Noting past news stories of his environmental views that have not put him in a flattering light, Pruitt added: "I look forward to sharing the rest of the story with you."
During his 12 minutes of remarks, Pruitt made clear that he wished to cede responsibility for environmental protection back to the states and limit the role of the EPA strictly to what Congress has instructed it to do, saying that regulations must be "need to be tethered to statue."
"When we do that," Pruitt told employees, "we avoid he uncertainty of litigation."
Pruitt knows about litigation against the EPA: As Oklahoma's attorney general, he led more than dozen lawsuits against the EPA on that state's behalf. During his confirmation hearing, Pruitt refused to recuse himself from the eight ongoing lawsuits Oklahoma has filed against the EPA.
Still, the Trump administration does not want to wait for Congress to act. This week, the White House is readying executive actions seeking to undo Obama-era rules meant to curtail water pollution and the release of greenhouse gases, the Washington Post reported
Going into more detail than he did during his speech, Pruitt told the The Wall Street Journal in his first interview as EPA administrator that he expects to quickly withdraw the US from Clean Power Plan, Obama's landmark proposal for curbing greenhouse gas emissions from power plants.

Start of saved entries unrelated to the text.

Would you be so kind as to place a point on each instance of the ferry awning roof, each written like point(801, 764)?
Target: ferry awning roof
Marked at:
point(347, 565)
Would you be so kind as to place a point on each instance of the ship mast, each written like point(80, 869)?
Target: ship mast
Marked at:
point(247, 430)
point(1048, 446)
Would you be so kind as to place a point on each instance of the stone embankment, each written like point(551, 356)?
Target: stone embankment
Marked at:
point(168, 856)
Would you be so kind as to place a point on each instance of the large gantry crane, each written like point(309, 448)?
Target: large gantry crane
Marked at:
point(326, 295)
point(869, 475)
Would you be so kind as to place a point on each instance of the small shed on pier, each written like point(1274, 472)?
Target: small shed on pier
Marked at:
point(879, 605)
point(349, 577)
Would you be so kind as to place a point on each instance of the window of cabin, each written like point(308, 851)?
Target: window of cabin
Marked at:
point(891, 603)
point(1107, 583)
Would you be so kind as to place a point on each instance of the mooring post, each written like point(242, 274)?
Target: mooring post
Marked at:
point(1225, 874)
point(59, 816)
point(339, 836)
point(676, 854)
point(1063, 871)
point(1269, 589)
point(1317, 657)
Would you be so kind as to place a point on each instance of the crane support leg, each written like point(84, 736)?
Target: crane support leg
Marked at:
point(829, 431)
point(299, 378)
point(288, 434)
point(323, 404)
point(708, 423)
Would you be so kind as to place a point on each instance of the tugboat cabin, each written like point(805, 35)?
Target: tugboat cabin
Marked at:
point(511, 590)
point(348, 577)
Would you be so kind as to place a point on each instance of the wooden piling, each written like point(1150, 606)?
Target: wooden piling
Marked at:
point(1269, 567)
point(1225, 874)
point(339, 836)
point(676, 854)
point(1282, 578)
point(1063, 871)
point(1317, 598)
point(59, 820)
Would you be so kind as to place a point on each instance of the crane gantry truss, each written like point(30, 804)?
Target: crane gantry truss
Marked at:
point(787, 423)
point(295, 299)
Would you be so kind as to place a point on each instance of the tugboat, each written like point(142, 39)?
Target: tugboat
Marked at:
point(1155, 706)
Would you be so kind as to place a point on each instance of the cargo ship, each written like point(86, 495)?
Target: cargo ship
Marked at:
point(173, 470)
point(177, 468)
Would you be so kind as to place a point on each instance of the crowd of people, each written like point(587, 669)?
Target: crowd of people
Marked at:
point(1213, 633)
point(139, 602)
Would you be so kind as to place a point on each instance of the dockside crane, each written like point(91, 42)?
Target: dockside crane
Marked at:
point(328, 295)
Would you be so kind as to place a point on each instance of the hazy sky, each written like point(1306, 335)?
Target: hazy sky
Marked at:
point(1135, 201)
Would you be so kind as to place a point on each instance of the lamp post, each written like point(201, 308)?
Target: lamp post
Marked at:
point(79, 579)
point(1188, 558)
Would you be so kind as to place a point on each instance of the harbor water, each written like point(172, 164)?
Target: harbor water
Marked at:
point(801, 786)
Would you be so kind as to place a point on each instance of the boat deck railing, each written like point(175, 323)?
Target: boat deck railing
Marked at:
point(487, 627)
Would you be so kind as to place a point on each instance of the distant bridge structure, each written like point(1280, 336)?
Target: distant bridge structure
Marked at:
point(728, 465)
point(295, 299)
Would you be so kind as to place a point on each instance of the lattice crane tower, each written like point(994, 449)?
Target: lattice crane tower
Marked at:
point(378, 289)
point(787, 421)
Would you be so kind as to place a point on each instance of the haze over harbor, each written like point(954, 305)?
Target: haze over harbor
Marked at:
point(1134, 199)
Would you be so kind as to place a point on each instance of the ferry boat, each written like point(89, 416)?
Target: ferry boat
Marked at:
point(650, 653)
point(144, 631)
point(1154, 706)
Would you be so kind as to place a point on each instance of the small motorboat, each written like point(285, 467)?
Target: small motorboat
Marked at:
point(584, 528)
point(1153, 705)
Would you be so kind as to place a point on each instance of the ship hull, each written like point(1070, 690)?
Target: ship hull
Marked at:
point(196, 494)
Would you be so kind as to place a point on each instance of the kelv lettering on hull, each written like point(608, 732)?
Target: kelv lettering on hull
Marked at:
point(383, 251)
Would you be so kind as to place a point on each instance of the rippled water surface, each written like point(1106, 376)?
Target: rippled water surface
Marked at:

“There’s a very simple reason why this needs to happen," Pruitt said. "Because the courts have seriously called into question the legality of those rules."
But the Supreme Court, in 2007, has already ruled that EPA is obligated to regulate carbon dioxide and other greenhouse gases.
Pruitt delivered his remarks in the agency's ornate Rachel L. Carson Great Hall, named after the scientist who authored the 1962 book Silent Spring, which kickstarted the US environmental movement and ultimately led to the creation of the EPA eight years later.
Behind the cameras were security personnel from the Department of Homeland Security — whose presence at the headquarters, according to two EPA employees, was a first for the agency. Pruitt is expected to ask for an around-the-clock security detail as administrator, according to E&E News.
At the end of his speech, Pruitt quoted another famous environmentalist — John Muir, the 19th century activist and founder of the Sierra Club — as a way to reassure employees that his business-friendly approach is compatible with the agency's goal of environmental protection.
"Everybody needs beauty as well as bread," Pruitt said, quoting Muir.
The current head of the Sierra Club, Michael Brune, objected to the name drop.
“John Muir is rolling over in his grave," Brune said in a statement after the speech, "at the notion of someone as toxic to the environment as Scott Pruitt taking over the EPA."